Je choisirais Claude Code pour un raisonnement profond sur un gros contexte, et Grok Build CLI quand je veux explorer plusieurs pistes en parallèle. La vraie différence n’est pas juste la qualité du code généré, c’est la façon dont chaque agent pense, découpe et fait avancer le travail.
Que font vraiment ces deux outils ?
Claude Code et Grok Build CLI sont deux agents de développement en ligne de commande capables de lire un codebase, proposer un plan, modifier des fichiers et exécuter des commandes.
CLI veut dire “Command Line Interface”, donc interface en ligne de commande. En clair, on parle à l’outil depuis le terminal, dans le contexte réel du projet, avec les fichiers, les dépendances, les tests, les scripts, parfois même les erreurs qui traînent depuis trois mois.
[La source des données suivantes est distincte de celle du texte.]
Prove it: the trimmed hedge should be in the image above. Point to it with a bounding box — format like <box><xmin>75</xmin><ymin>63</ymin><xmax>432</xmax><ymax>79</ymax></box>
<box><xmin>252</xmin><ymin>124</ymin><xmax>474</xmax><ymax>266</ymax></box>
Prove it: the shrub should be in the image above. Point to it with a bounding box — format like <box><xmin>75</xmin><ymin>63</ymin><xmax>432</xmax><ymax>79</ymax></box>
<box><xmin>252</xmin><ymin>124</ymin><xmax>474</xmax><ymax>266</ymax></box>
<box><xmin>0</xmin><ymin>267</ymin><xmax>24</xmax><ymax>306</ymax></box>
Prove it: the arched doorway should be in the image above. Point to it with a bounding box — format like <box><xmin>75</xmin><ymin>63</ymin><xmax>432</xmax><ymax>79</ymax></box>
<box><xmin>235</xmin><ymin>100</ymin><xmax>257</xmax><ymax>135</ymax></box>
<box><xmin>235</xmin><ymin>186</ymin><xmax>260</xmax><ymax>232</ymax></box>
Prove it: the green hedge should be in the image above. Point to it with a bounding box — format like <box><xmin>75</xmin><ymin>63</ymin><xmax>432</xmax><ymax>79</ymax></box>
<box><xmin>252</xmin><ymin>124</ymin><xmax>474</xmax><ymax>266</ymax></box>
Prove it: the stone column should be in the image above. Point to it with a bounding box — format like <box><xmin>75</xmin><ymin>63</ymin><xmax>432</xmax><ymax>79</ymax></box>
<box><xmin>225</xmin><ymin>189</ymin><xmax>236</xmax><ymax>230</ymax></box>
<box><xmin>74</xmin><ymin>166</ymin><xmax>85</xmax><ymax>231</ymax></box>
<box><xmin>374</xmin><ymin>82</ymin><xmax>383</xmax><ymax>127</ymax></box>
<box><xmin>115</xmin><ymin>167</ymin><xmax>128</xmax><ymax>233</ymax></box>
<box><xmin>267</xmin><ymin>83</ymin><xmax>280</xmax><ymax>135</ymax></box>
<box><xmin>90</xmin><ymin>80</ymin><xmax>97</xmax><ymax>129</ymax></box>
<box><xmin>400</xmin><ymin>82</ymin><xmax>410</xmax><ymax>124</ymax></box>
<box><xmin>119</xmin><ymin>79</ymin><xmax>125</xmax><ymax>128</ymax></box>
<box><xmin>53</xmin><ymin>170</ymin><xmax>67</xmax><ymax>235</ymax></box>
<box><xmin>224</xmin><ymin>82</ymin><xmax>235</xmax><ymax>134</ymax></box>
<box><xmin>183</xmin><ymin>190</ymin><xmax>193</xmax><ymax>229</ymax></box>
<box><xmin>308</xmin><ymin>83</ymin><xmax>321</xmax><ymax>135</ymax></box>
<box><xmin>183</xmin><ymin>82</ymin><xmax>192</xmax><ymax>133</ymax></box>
Leur objectif se ressemble beaucoup. Je leur donne une tâche, ils inspectent le projet, ils raisonnent, ils proposent une direction, puis ils touchent au code. La vraie différence, ce n’est pas la marque sur la boîte. C’est l’architecture de travail.
Claude Code fonctionne plutôt comme un passage profond. Il prend beaucoup de contexte, parfois jusqu’à 1M tokens selon l’offre et les capacités disponibles. Un token, c’est un morceau de texte que le modèle utilise pour “lire” et raisonner. Plus la fenêtre de contexte est grande, plus l’agent peut garder en tête de fichiers, de règles métier, de logs ou d’historique de discussion. Derrière, il planifie, il modifie, puis je valide.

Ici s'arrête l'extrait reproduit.